From Bugzilla Helper: User-Agent: Mozilla/5.0 (X11; U; Linux i686; en-US; rv:1.5) Gecko/20031015 Firebird/0.7 Description of problem: installed on 2 Dell Poweredge 1750, with 2 Xeon in each, and 2 Go of memory in each: RHEL 3 ES with latest erratas installed, and ClusterSuite installed. Configuration of LVS done with Piranha. pulse has been run on the 2 nodes. All seems okay....5 minutes. After 5 minutes, the master node get a kernel panic, the backup node takes the net traffic automtically, and 5 minutes later, the backup node get a kernel panic too. Version-Release number of selected component (if applicable): ipvsadm-1.21-9 kernel-2.4.21-4.0.1.EL How reproducible: Always Steps to Reproduce: 1.install RHEL 3 on two PE 1750 2.install cluster suite, configure lvs.cf 3. run pulse on each node, and wait Actual Results: kernel panic Expected Results: nothing Additional info: did the installation at the customer site back to RHEL 2.1AS. Running without any problem.
This is not a problem with ipvsadm, but with the ip_vs patch in the kernel. ip_vs is simply broken with the RHEL 3 smp kernel. The kernel gets stuck when ip_vs tries to expire a connection (this is why it takes a few minutes). WORKAROUND: use the up kernel. Here is a quick reproducer requiring only two machines, one ipvs router and one client: Set up Machine A as an ipvs router: % IP=192.168.xx.xx #the ip address of Machine A % RS=192.168.xx.xx #some other address (doesn't need to reach anything) % ipvsadm -A -t $IP:80 -s rr % ipvsadm -a -t $IP:80 -r $RS:80 -g -w 1 % ipvsadm --set 30 30 30 #optional - shortens the timeout Use Machine B to send a single request to the router % IP=192.168.xx.xx #the ip address of Machine A % echo 'GET /' | nc -nvw 3 $IP 80
This bug was fixed in kernel-2.4.21-4.9.EL, and will appear in update 1. Essentially, del_timer_sync was called from the timer expiry routine, causing it to block on itself. The call was changed to: if (timer_pending()) del_timer()

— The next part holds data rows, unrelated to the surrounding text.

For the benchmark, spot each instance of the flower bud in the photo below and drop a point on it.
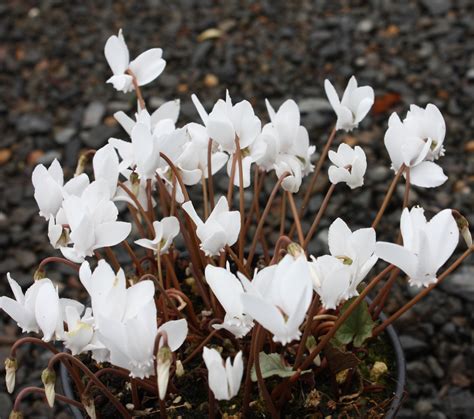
(39, 274)
(11, 365)
(295, 250)
(88, 403)
(48, 377)
(81, 164)
(179, 368)
(163, 364)
(378, 369)
(135, 181)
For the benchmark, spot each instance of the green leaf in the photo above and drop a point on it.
(272, 364)
(357, 327)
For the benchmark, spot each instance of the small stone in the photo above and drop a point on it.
(437, 7)
(5, 405)
(435, 367)
(469, 147)
(93, 114)
(25, 258)
(5, 154)
(365, 25)
(64, 135)
(33, 124)
(211, 80)
(48, 157)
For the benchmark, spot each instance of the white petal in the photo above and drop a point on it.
(398, 256)
(116, 54)
(112, 233)
(177, 330)
(47, 310)
(427, 175)
(148, 66)
(331, 94)
(169, 110)
(226, 287)
(264, 313)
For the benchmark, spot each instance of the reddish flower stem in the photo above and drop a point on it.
(89, 373)
(296, 217)
(319, 216)
(56, 259)
(388, 196)
(209, 174)
(379, 329)
(29, 390)
(314, 178)
(263, 218)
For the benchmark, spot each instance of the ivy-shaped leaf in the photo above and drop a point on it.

A client of us has reported this issue. The problem is also in RHEL 2.1 smp kernel. WORKAROUND: use the up kernel too. If you require more information please do contact me.
What kernel version?
Jeffrey, You can ignore comment #5, I have got the OS version wrong. Many apologies.
This is fixed in by the kernel errata in RHEL3 Update 1